Court lacked jurisdiction to hear appeal of denial of class certification in fiduciary breach action

A settlement agreement that preserved a plan trustee’s ERISA claims did not represent a final resolution of his claims and, thus, did not allow for the appeal of a decision by a trial court denying class certification, according to the U.S. Court of Appeals in St. Louis (CA-8).

Settlement of fiduciary breach claims

A 401(k) plan retained an insurance company to provide administration and recordkeeping services and to arrange access to investment options for the plan’s participants. The insurance company offered the plan’s trustees a group of investment options from which the trustees selected the options to be offered to participants. However, the insurance company was compensated for servicing plans through revenue sharing arrangements with the mutual funds and separate accounts offered to the plan.

A plan trustee filed a putative class action in 2006, alleging that the insurance company violated ERISA by receiving revenue sharing from the mutual funds offered to the plan and by failing to disclose the receipt of the payments.

A federal trial court denied the trustee’s motion for class certification, and the trustee and insurance company eventually entered into a confidential settlement agreement.

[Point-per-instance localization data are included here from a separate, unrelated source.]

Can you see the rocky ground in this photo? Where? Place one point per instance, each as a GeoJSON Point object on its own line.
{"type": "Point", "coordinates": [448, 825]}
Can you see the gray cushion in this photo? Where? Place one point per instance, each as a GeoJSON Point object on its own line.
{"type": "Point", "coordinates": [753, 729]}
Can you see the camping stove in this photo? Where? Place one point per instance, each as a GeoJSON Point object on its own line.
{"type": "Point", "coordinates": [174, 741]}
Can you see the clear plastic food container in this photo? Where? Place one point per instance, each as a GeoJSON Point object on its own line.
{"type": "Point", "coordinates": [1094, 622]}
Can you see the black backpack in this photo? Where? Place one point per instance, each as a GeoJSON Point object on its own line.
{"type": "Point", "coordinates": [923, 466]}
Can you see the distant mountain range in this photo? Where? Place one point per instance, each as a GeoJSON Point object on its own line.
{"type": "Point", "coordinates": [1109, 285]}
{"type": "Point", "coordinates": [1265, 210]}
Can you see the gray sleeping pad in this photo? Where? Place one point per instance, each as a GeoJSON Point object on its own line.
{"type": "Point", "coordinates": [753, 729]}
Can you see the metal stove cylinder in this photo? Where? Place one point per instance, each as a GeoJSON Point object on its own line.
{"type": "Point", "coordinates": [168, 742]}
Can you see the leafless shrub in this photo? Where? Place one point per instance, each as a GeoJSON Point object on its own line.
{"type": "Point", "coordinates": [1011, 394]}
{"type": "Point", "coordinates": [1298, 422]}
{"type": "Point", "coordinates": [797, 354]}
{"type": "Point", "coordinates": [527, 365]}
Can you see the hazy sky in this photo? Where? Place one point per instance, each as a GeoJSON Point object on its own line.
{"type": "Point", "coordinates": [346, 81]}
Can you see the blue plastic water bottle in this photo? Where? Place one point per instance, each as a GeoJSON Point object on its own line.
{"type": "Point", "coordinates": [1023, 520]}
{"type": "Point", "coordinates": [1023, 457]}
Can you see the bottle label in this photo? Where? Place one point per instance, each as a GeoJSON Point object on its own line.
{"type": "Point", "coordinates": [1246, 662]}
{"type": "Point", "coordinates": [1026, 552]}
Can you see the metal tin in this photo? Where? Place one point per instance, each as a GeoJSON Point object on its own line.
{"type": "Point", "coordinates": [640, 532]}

However, the agreement, in a provision incorporated into the consent judgment, reserved the trustee’s right to appeal the trial court’s denial of class certification. Further, the agreement allowed the trustee to seek additional recovery in the event an appeals court reversed or vacated the denial of class certification. Specifically, the trustee and the plan were authorized to petition the trial court to be paid out of any future recovery awarded to any class that is certified.

In subsequently appealing the trial court’s denial of class certification, the trustee argued that the confidential agreement was a final judgment, and, therefore, allowed for a live case or controversy. Moreover, he noted that he retained the right to appeal the class certification ruling and asserted a continued interest in the outcome of the litigation (i.e., right to participate in any future recovery by the certified class and to shift costs and attorney’s fees to the class).

Eighth Circuit rejects jurisdiction

The Eighth Circuit initially noted that the insurance company agreed not to challenge the trustee’s arguments for jurisdiction. However, despite the parties’ mutual agreement, the court ruled that it lacked jurisdiction and dismissed the appeal.

The court first explained that, because the settlement agreement allowed for the trustee’s claims to “spring back to life,” his individual claims were not finally resolved. In the Eighth Circuit, the court stressed, there is no final appealable decision unless an appellant’s claims are “unequivocally dismissed with prejudice.” As the confidential agreement and consent judgment permitted the trustee to reserve his independent claims in order to petition the trial court for additional recovery, the trial court’s decision was not final.

Alternatively, the court ruled that, even if the trial court’s decision was final, the trustee’s voluntary dismissal of his individual claims, in the settlement agreement, rendered the case moot.